Plus gore qu’un abattoir.
Un film hyper sanglant pour pas grand-chose. Le scénario est écrit sur un confetti, des litres et des litres d’hémoglobine déversés, un jeu d’acteur très amateur (à part éventuellement Béatrice Dalle et Alysson Paradis), bourré d’invraisemblances comme par exemple au début du film on voit qu’un accident de voiture a eu lieu, c’est un plan séquence : deux voitures noires se sont percutées sur les angles avant, on constate que l’une d’entre elle est cabossée sur le côté droit qui logiquement n’aurait dû subir aucun dommage, de plus au vu des dégâts minimes, et comme les occupants avaient leur ceinture de sécurité, je ne vois pas là un accident mortel. Ensuite un autre plan vu d’en haut, maintenant il y a une voiture de couleur claire et l’autre noire, entre autres la collision est différente. Autre chose : il est bien indiqué que nous sommes en période de Noël, que c’est le temps du réveillon, pourtant les arbres ont toutes leurs feuilles bien vertes comme au printemps et en été, point de neige ni de froid apparent. Les protagonistes en tout genre se font trucider à coup de ciseaux dans les couilles, dans la tête, un peu partout avec artères sectionnées, le sang gicle comme un tuyau d’arrosage, mais non, y en a quand même un qui revient à lui tranquillos, un flic avec des yeux crevés évolue en mode zombie, Béatrice Dalle se fait cramer la gueule au troisième degré, mais elle va bien.

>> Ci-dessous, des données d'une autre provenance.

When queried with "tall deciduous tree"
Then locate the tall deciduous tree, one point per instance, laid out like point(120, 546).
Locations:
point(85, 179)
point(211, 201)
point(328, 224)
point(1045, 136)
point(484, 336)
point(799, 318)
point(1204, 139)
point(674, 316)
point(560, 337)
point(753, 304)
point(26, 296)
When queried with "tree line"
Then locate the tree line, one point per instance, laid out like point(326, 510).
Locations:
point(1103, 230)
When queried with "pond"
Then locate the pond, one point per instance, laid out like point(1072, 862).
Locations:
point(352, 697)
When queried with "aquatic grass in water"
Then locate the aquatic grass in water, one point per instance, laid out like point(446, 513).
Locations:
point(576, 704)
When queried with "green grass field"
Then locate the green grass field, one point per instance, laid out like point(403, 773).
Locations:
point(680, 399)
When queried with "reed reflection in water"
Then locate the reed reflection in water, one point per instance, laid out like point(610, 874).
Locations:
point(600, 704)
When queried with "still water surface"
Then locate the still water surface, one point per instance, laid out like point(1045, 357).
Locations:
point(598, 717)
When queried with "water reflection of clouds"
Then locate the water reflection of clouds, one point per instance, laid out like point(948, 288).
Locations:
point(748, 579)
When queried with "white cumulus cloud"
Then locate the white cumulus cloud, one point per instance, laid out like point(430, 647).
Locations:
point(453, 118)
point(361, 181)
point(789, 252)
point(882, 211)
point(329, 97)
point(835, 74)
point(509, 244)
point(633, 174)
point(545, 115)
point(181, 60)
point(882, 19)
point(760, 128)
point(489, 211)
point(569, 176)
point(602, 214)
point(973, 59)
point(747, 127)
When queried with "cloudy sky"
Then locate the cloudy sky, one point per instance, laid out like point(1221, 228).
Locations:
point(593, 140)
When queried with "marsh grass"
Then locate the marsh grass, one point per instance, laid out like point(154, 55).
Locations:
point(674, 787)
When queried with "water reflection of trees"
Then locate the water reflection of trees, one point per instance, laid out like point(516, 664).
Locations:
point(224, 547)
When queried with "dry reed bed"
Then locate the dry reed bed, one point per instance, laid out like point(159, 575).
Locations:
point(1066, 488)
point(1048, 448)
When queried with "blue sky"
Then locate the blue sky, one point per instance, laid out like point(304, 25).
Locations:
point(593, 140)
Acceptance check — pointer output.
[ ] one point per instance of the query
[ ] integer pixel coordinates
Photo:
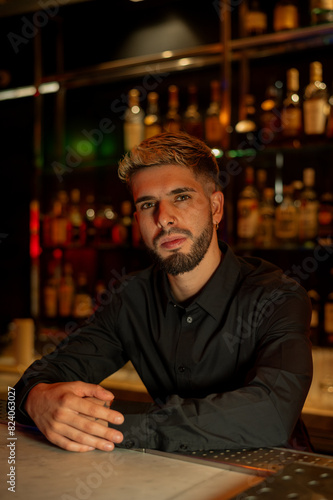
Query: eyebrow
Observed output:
(171, 193)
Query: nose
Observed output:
(165, 215)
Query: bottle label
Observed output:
(152, 130)
(133, 135)
(291, 120)
(286, 223)
(315, 115)
(308, 220)
(285, 17)
(328, 322)
(322, 4)
(248, 217)
(213, 130)
(256, 22)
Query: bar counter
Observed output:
(36, 470)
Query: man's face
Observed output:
(174, 213)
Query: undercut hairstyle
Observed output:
(170, 149)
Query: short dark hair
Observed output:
(170, 149)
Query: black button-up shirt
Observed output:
(230, 370)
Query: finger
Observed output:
(83, 389)
(96, 409)
(96, 429)
(89, 435)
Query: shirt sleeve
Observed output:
(88, 354)
(261, 413)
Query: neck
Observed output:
(188, 285)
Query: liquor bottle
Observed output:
(66, 291)
(291, 116)
(134, 117)
(76, 221)
(247, 123)
(328, 314)
(59, 224)
(321, 11)
(270, 117)
(285, 15)
(329, 128)
(104, 221)
(122, 230)
(89, 219)
(50, 298)
(152, 120)
(213, 127)
(82, 305)
(308, 213)
(173, 119)
(286, 223)
(247, 211)
(266, 226)
(315, 105)
(192, 122)
(315, 317)
(255, 22)
(261, 179)
(325, 219)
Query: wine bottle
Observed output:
(213, 127)
(329, 128)
(133, 125)
(315, 105)
(328, 313)
(152, 120)
(82, 305)
(192, 122)
(321, 11)
(291, 116)
(315, 316)
(266, 227)
(308, 213)
(173, 118)
(285, 16)
(248, 211)
(286, 222)
(325, 219)
(247, 124)
(76, 221)
(255, 22)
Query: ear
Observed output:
(217, 203)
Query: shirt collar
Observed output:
(217, 291)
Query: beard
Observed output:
(178, 262)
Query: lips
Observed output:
(172, 242)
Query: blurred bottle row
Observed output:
(267, 219)
(286, 15)
(73, 223)
(283, 114)
(322, 314)
(66, 294)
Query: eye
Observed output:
(183, 197)
(147, 205)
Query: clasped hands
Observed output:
(75, 415)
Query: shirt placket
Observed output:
(184, 359)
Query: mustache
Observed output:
(172, 230)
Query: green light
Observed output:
(84, 148)
(108, 148)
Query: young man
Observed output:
(220, 342)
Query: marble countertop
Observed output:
(43, 471)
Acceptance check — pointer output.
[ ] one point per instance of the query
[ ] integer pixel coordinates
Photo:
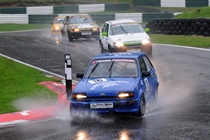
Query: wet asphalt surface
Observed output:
(181, 113)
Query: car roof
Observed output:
(124, 55)
(121, 21)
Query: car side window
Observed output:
(148, 63)
(142, 64)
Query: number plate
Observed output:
(86, 33)
(101, 105)
(134, 50)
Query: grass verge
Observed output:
(19, 81)
(193, 41)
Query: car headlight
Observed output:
(75, 30)
(125, 94)
(95, 29)
(145, 42)
(118, 44)
(79, 96)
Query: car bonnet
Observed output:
(138, 37)
(108, 86)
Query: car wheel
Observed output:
(142, 106)
(101, 47)
(69, 36)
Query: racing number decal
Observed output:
(146, 83)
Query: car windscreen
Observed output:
(112, 68)
(58, 21)
(80, 20)
(125, 29)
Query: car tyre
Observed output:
(69, 36)
(142, 106)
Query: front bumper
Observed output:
(119, 106)
(85, 34)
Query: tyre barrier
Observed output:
(198, 26)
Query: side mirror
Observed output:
(147, 30)
(145, 73)
(79, 75)
(104, 33)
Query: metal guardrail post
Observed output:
(68, 74)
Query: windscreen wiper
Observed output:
(93, 70)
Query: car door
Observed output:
(153, 76)
(147, 80)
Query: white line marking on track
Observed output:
(203, 49)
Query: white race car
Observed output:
(124, 35)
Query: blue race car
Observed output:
(115, 83)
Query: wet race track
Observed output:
(182, 111)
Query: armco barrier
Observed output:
(41, 18)
(13, 10)
(65, 9)
(150, 16)
(14, 18)
(103, 17)
(84, 8)
(200, 26)
(100, 18)
(116, 7)
(172, 3)
(147, 2)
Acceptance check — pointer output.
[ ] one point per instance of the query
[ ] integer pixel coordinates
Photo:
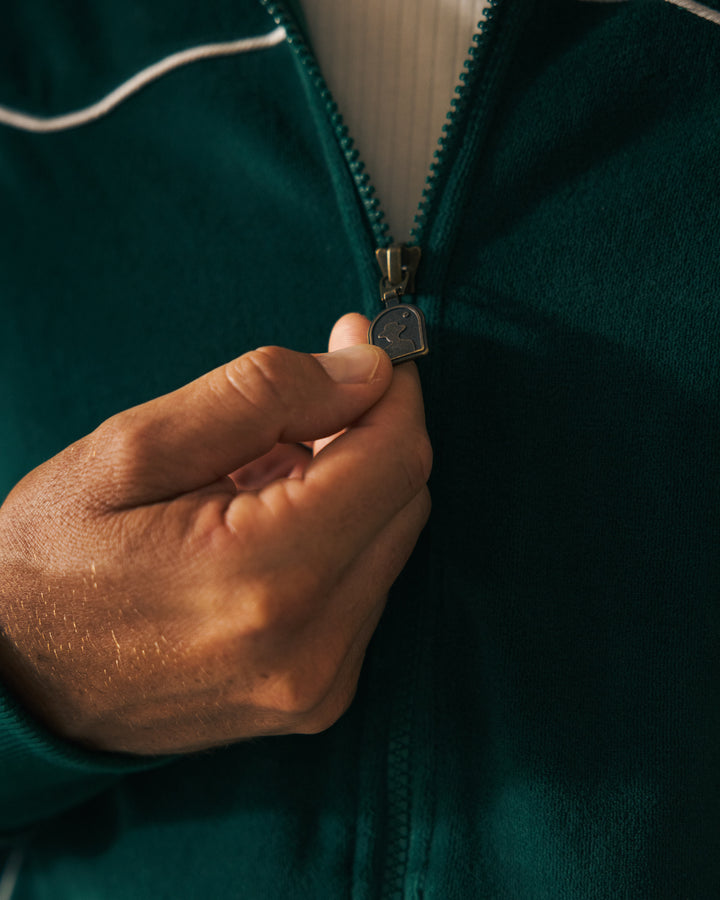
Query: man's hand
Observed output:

Bon, et en dernier lieu, je ne vois pas ici ce besoin de vengeance d’une femme sur une autre femme sous prétexte qu’elle a perdu un bébé dans un accident, d’autant plus qu’elle a dû refuser une priorité à droite à en croire la scène d’accident.
Bon, d’accord c’est un premier film, mais je trouve que la méticulosité de mise en scène a été exercée surtout sur le visuel plus qu’autre chose, il n’y a aucun suspens, aucune tension, aucune psychologie, c’est juste de l’abattage et de la boucherie en bonne et due forme.